Enhancement of the Anti-Damping Spin Torque Efficacy of Platinum by Interface Modification

TL;DR

This paper demonstrates that inserting a thin Hf layer between platinum and a ferromagnetic layer significantly enhances the spin Hall effect's anti-damping torque efficiency by reducing spin pumping without decreasing spin current absorption.

Contribution

It introduces a novel interface modification technique using Hf to boost spin torque efficiency in Pt-based devices, with detailed experimental validation.

Findings

Enhanced spin torque efficiency with Hf insertion.

Suppressed spin pumping at the interface.

No reduction in spin current absorption.

Abstract

We report a strong enhancement of the efficacy of the spin Hall effect (SHE) of Pt for exerting anti-damping spin torque on an adjacent ferromagnetic layer by the insertion of $\approx$ 0.5 nm layer of Hf between a Pt film and a thin, < 2 nm, Fe$_{60}$Co$_{20}$B$_{20}$ ferromagnetic layer.

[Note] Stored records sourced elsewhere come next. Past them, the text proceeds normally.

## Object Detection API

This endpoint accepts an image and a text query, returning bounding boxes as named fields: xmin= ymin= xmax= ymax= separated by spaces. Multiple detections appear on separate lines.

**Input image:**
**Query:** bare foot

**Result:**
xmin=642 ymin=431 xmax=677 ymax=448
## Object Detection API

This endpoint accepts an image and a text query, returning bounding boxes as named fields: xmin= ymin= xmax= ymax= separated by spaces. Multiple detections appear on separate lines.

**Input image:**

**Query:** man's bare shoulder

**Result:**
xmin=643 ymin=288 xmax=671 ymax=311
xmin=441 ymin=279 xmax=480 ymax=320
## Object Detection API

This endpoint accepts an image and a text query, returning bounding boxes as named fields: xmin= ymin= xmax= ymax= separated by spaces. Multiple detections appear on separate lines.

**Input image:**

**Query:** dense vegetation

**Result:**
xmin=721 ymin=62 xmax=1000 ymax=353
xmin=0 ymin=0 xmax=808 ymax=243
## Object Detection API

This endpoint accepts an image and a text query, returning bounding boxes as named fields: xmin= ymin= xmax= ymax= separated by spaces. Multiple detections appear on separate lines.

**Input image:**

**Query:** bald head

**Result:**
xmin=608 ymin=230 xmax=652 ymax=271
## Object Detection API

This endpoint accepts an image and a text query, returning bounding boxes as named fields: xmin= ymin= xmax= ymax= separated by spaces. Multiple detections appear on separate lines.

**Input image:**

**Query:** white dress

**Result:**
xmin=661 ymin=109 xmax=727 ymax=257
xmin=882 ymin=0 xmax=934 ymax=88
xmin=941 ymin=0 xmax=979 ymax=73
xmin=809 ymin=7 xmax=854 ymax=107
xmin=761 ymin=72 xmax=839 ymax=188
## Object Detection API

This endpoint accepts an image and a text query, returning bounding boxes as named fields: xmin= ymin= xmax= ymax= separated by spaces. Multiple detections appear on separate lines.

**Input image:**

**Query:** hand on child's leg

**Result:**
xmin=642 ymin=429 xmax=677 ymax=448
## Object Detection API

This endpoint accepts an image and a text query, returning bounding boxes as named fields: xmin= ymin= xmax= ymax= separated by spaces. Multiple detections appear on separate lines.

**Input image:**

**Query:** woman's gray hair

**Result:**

This enhancement is quantified by measurement of the switching current density when the ferromagnetic layer is the free electrode in a magnetic tunnel junction. The results are explained as the suppression of spin pumping through a substantial decrease in the effective spin-mixing conductance of the interface, but without a concomitant reduction of the ferromagnet\' s absorption of the SHE generated spin current.